Romney might be wrong about the hat.
Meanwhile, a troop of prominent Republicans are heading for the hills, not the party's convention. Congressional representatives are going into opposition; convention delegates pledged to Trump are restless and other delegates are muttering about revolt. A former Republican national security adviser and a former Republican treasury secretary (and former Goldman Sachs chairman and CEO) have thrown their support to Hillary and the establishment cast of characters thinking about heading for the exits continues to lengthen.
If much of the rest of the establishment follows the present pattern and departs Trump Station, what will this election look like? If history is any guide, family is not enough in American politics, only in banking. A candidate needs a party establishment for everything from experience to organization to money.
Trump himself lacks experience in government or public service of any sort. He's essentially at sea when it comes to what it might mean to govern this country. In this, he is anything but typical among Republican frontrunners who became president. William Taft was a former secretary of war. Herbert Hoover was secretary of commerce. Warren Harding was a senator. Calvin Coolidge was his vice president. Dwight Eisenhower was a decorated general. Richard Nixon was his vice president and had been in Congress for years. Ronald Reagan was, yes, an actor, but had also been the governor of California. George H.W. Bush had been a congressman, an ambassador, and director of the CIA. His son was, of course, governor of Texas.
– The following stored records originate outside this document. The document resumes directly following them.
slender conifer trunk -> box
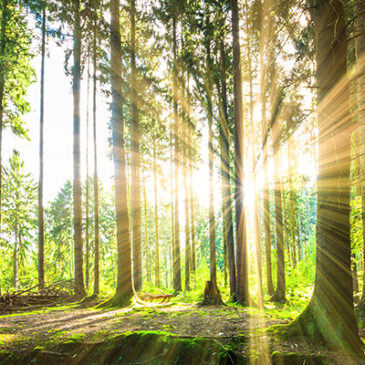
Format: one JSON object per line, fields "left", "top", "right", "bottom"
{"left": 38, "top": 6, "right": 46, "bottom": 290}
{"left": 231, "top": 0, "right": 249, "bottom": 304}
{"left": 72, "top": 0, "right": 85, "bottom": 296}
{"left": 109, "top": 0, "right": 133, "bottom": 306}
{"left": 92, "top": 8, "right": 100, "bottom": 296}
{"left": 130, "top": 0, "right": 142, "bottom": 291}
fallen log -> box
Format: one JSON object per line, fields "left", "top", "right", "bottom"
{"left": 139, "top": 289, "right": 173, "bottom": 304}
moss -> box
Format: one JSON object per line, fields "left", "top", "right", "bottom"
{"left": 64, "top": 333, "right": 86, "bottom": 344}
{"left": 0, "top": 333, "right": 16, "bottom": 345}
{"left": 271, "top": 351, "right": 325, "bottom": 365}
{"left": 97, "top": 293, "right": 133, "bottom": 309}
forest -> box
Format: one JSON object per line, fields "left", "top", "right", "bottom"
{"left": 0, "top": 0, "right": 364, "bottom": 363}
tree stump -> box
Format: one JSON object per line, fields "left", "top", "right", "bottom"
{"left": 201, "top": 280, "right": 224, "bottom": 306}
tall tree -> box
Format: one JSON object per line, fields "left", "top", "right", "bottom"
{"left": 108, "top": 0, "right": 133, "bottom": 306}
{"left": 85, "top": 60, "right": 90, "bottom": 291}
{"left": 271, "top": 141, "right": 286, "bottom": 302}
{"left": 130, "top": 0, "right": 142, "bottom": 291}
{"left": 38, "top": 4, "right": 46, "bottom": 290}
{"left": 260, "top": 0, "right": 274, "bottom": 297}
{"left": 287, "top": 0, "right": 362, "bottom": 354}
{"left": 355, "top": 0, "right": 365, "bottom": 312}
{"left": 153, "top": 137, "right": 160, "bottom": 288}
{"left": 3, "top": 151, "right": 37, "bottom": 290}
{"left": 0, "top": 0, "right": 33, "bottom": 233}
{"left": 202, "top": 7, "right": 223, "bottom": 305}
{"left": 172, "top": 11, "right": 182, "bottom": 293}
{"left": 231, "top": 0, "right": 249, "bottom": 304}
{"left": 92, "top": 0, "right": 100, "bottom": 297}
{"left": 183, "top": 76, "right": 190, "bottom": 292}
{"left": 218, "top": 26, "right": 236, "bottom": 299}
{"left": 72, "top": 0, "right": 85, "bottom": 297}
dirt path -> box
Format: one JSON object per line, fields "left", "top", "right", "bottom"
{"left": 0, "top": 301, "right": 286, "bottom": 353}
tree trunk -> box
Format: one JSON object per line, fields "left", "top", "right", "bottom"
{"left": 201, "top": 10, "right": 222, "bottom": 306}
{"left": 352, "top": 252, "right": 359, "bottom": 300}
{"left": 354, "top": 0, "right": 365, "bottom": 309}
{"left": 0, "top": 0, "right": 7, "bottom": 235}
{"left": 231, "top": 0, "right": 249, "bottom": 305}
{"left": 85, "top": 59, "right": 90, "bottom": 291}
{"left": 271, "top": 144, "right": 286, "bottom": 302}
{"left": 287, "top": 0, "right": 362, "bottom": 354}
{"left": 143, "top": 182, "right": 150, "bottom": 283}
{"left": 172, "top": 14, "right": 181, "bottom": 292}
{"left": 246, "top": 9, "right": 263, "bottom": 306}
{"left": 288, "top": 143, "right": 297, "bottom": 269}
{"left": 72, "top": 0, "right": 85, "bottom": 297}
{"left": 263, "top": 158, "right": 274, "bottom": 295}
{"left": 14, "top": 223, "right": 18, "bottom": 290}
{"left": 188, "top": 127, "right": 196, "bottom": 277}
{"left": 219, "top": 35, "right": 236, "bottom": 298}
{"left": 38, "top": 6, "right": 46, "bottom": 290}
{"left": 184, "top": 78, "right": 190, "bottom": 292}
{"left": 170, "top": 118, "right": 175, "bottom": 287}
{"left": 130, "top": 0, "right": 142, "bottom": 292}
{"left": 153, "top": 138, "right": 160, "bottom": 288}
{"left": 92, "top": 10, "right": 100, "bottom": 297}
{"left": 109, "top": 0, "right": 133, "bottom": 306}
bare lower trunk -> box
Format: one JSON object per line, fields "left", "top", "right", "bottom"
{"left": 85, "top": 60, "right": 90, "bottom": 291}
{"left": 38, "top": 6, "right": 46, "bottom": 290}
{"left": 130, "top": 0, "right": 142, "bottom": 292}
{"left": 232, "top": 0, "right": 249, "bottom": 304}
{"left": 153, "top": 139, "right": 160, "bottom": 288}
{"left": 271, "top": 145, "right": 286, "bottom": 302}
{"left": 263, "top": 156, "right": 274, "bottom": 295}
{"left": 14, "top": 224, "right": 19, "bottom": 290}
{"left": 172, "top": 15, "right": 181, "bottom": 292}
{"left": 287, "top": 1, "right": 362, "bottom": 354}
{"left": 109, "top": 0, "right": 133, "bottom": 306}
{"left": 92, "top": 12, "right": 99, "bottom": 296}
{"left": 219, "top": 35, "right": 236, "bottom": 297}
{"left": 73, "top": 0, "right": 85, "bottom": 297}
{"left": 143, "top": 183, "right": 150, "bottom": 284}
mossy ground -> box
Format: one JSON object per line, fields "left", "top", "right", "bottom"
{"left": 0, "top": 298, "right": 364, "bottom": 364}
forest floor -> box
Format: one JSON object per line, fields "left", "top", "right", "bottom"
{"left": 0, "top": 297, "right": 365, "bottom": 364}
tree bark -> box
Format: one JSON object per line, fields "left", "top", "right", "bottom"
{"left": 14, "top": 222, "right": 18, "bottom": 290}
{"left": 85, "top": 59, "right": 90, "bottom": 291}
{"left": 172, "top": 14, "right": 181, "bottom": 292}
{"left": 201, "top": 10, "right": 222, "bottom": 306}
{"left": 0, "top": 0, "right": 7, "bottom": 235}
{"left": 287, "top": 0, "right": 362, "bottom": 354}
{"left": 354, "top": 0, "right": 365, "bottom": 309}
{"left": 130, "top": 0, "right": 142, "bottom": 291}
{"left": 271, "top": 144, "right": 286, "bottom": 302}
{"left": 245, "top": 7, "right": 263, "bottom": 305}
{"left": 288, "top": 142, "right": 297, "bottom": 269}
{"left": 231, "top": 0, "right": 249, "bottom": 305}
{"left": 219, "top": 35, "right": 236, "bottom": 298}
{"left": 38, "top": 6, "right": 46, "bottom": 290}
{"left": 184, "top": 78, "right": 190, "bottom": 292}
{"left": 109, "top": 0, "right": 133, "bottom": 306}
{"left": 153, "top": 138, "right": 160, "bottom": 288}
{"left": 143, "top": 182, "right": 150, "bottom": 283}
{"left": 92, "top": 9, "right": 100, "bottom": 296}
{"left": 72, "top": 0, "right": 85, "bottom": 297}
{"left": 170, "top": 118, "right": 175, "bottom": 287}
{"left": 188, "top": 126, "right": 196, "bottom": 277}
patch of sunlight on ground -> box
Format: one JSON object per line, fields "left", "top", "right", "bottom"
{"left": 0, "top": 333, "right": 17, "bottom": 344}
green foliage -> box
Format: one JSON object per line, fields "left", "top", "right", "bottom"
{"left": 0, "top": 0, "right": 35, "bottom": 137}
{"left": 1, "top": 151, "right": 37, "bottom": 290}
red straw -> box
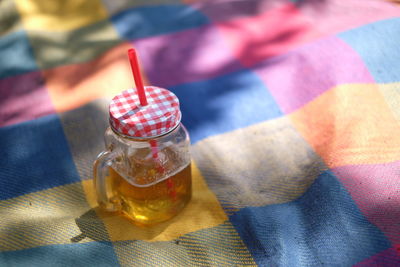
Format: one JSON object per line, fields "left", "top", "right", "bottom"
{"left": 128, "top": 49, "right": 176, "bottom": 200}
{"left": 149, "top": 140, "right": 159, "bottom": 160}
{"left": 128, "top": 48, "right": 147, "bottom": 106}
{"left": 149, "top": 140, "right": 177, "bottom": 200}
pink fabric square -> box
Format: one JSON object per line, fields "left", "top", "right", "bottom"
{"left": 253, "top": 36, "right": 374, "bottom": 114}
{"left": 216, "top": 2, "right": 319, "bottom": 67}
{"left": 298, "top": 0, "right": 400, "bottom": 37}
{"left": 333, "top": 161, "right": 400, "bottom": 245}
{"left": 133, "top": 25, "right": 242, "bottom": 88}
{"left": 193, "top": 0, "right": 284, "bottom": 22}
{"left": 0, "top": 72, "right": 54, "bottom": 127}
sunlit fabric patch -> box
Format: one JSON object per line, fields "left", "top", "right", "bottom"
{"left": 0, "top": 182, "right": 104, "bottom": 251}
{"left": 378, "top": 82, "right": 400, "bottom": 121}
{"left": 112, "top": 221, "right": 256, "bottom": 266}
{"left": 192, "top": 116, "right": 326, "bottom": 214}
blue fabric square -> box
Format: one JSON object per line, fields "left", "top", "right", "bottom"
{"left": 0, "top": 31, "right": 38, "bottom": 79}
{"left": 0, "top": 114, "right": 80, "bottom": 200}
{"left": 230, "top": 171, "right": 392, "bottom": 266}
{"left": 338, "top": 18, "right": 400, "bottom": 83}
{"left": 170, "top": 69, "right": 283, "bottom": 143}
{"left": 111, "top": 5, "right": 210, "bottom": 40}
{"left": 0, "top": 242, "right": 119, "bottom": 266}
If Trump continues to play the outsider card (as he essentially must, given what his supporters now expect) and continues to alienate ever more of the establishment, he's likely to find himself fighting a battle of diminishing returns in his own party. And what about that establishment's money? After all, what's an election these days but a pile of donated money and backroom deals?
We know he raised significantly less than Jeb, Ted, and Marco and still beat them in the primaries, and that undoubtedly gave him a certain unrealistic sense of what was possible in a presidential campaign. The result: this May his campaign raised only $1.3 million to Hillary's $42.5 million. If that's a sign of what's to come and his supporters, unlike those of Bernie Sanders (the only true populist in the race) don't begin to up the ante drastically, watch out.
Unsurprisingly, establishment pockets are looking a good deal less deep these days when it comes to him, though Trump has begun to say that he might need to find up to $1.5 billion to run this race. Key establishment money-raising figures have now visibly turned their backs on him, just as he did on them.
The Koch brothers are not atypical in refocusing the future contributions of their Super PACs on Republican races in the Senate and House. Charles Koch even signaled the possibility, however faint, of taking a further step and using his money for the other side. "We would have to believe [Hillary's] actions would be quite different than her rhetoric. Let me put it that way," he said in an interview on ABC's This Week. When asked if it was possible that another Clinton could be better than a Republican, he added, "It's possible." (With establishment money, all things are possible.)
Outside groups -- PACs and Super PACs on both sides of the aisle -- have already spent a combined $34.1 million on Senate and House races, according to a Bloomberg News analysis of Federal Election Commission data. That's nearly double the amount spent at this point in the 2012 campaign. The Freedom Partners Action Fund Super PAC, a political arm of the Koch empire, has divided nearly $10 million among four key Senate races in Wisconsin, Nevada, Pennsylvania, and Ohio. It has, however, kicked in only $36,000 for anti-Hillary efforts and not a penny for Trump.
American Crossroads, a Karl Rove Super PAC, is also opting to focus on Republicans in the Senate, though so far it has doled out just $100,000 for that effort and $135,000 against Hillary. Rove has called Trump "a petty man consumed by resentment and bitterness," which tells you all you need to know about where he's likely to put his outfit's money this election season.
It's increasingly clear that the GOP establishment is playing a different end game than The Donald. Whether Trump or Hillary wins, they want a Congress stacked in favor of their needs, and perhaps many of them are looking to a Paul Ryan run in 2020 as their saving grace.
Trump Wins
So here's a question for that ultimate insider of outsiders: Can Donald Trump actually lose the 2016 election? Let's say Hillary beats him, as the polls of the moment suggest she will. Has he lost? Probably not.
After all, he's brought his brand to a far broader global audience on a stage so much larger than any Apprentice imaginable. He could lose dramatically, blame the Republican establishment for being mean to him, and then expand the Trump brand into new realms, places like Russia, where he's long craved an opening. Vladimir Putin and he could golf together bare-chested while discussing the imminent demise of the American empire. "My country could have been great again," he could sigh, "if only it had voted me in." His consolation prize: a Trump Casino in Moscow's Red Square?
In other words, whether the establishment supports him or not, whether he wins on November 8th or not, his brand wins, which means that he triumphs.
Consider this: the Old Post Office building on Pennsylvania Avenue with views of the White House is already wrapped in blue Trump International banners as it's being converted into a luxury hotel. Due to open two years ahead of schedule and two months before Election Day, it's one of Ivanka's projects. It ensures that her father has branded the avenue regardless of whether he ends up in the White House or not. Given the property's location and what its "presidential suite" is sure to look like, working in the Oval Office might prove to be a downgrade.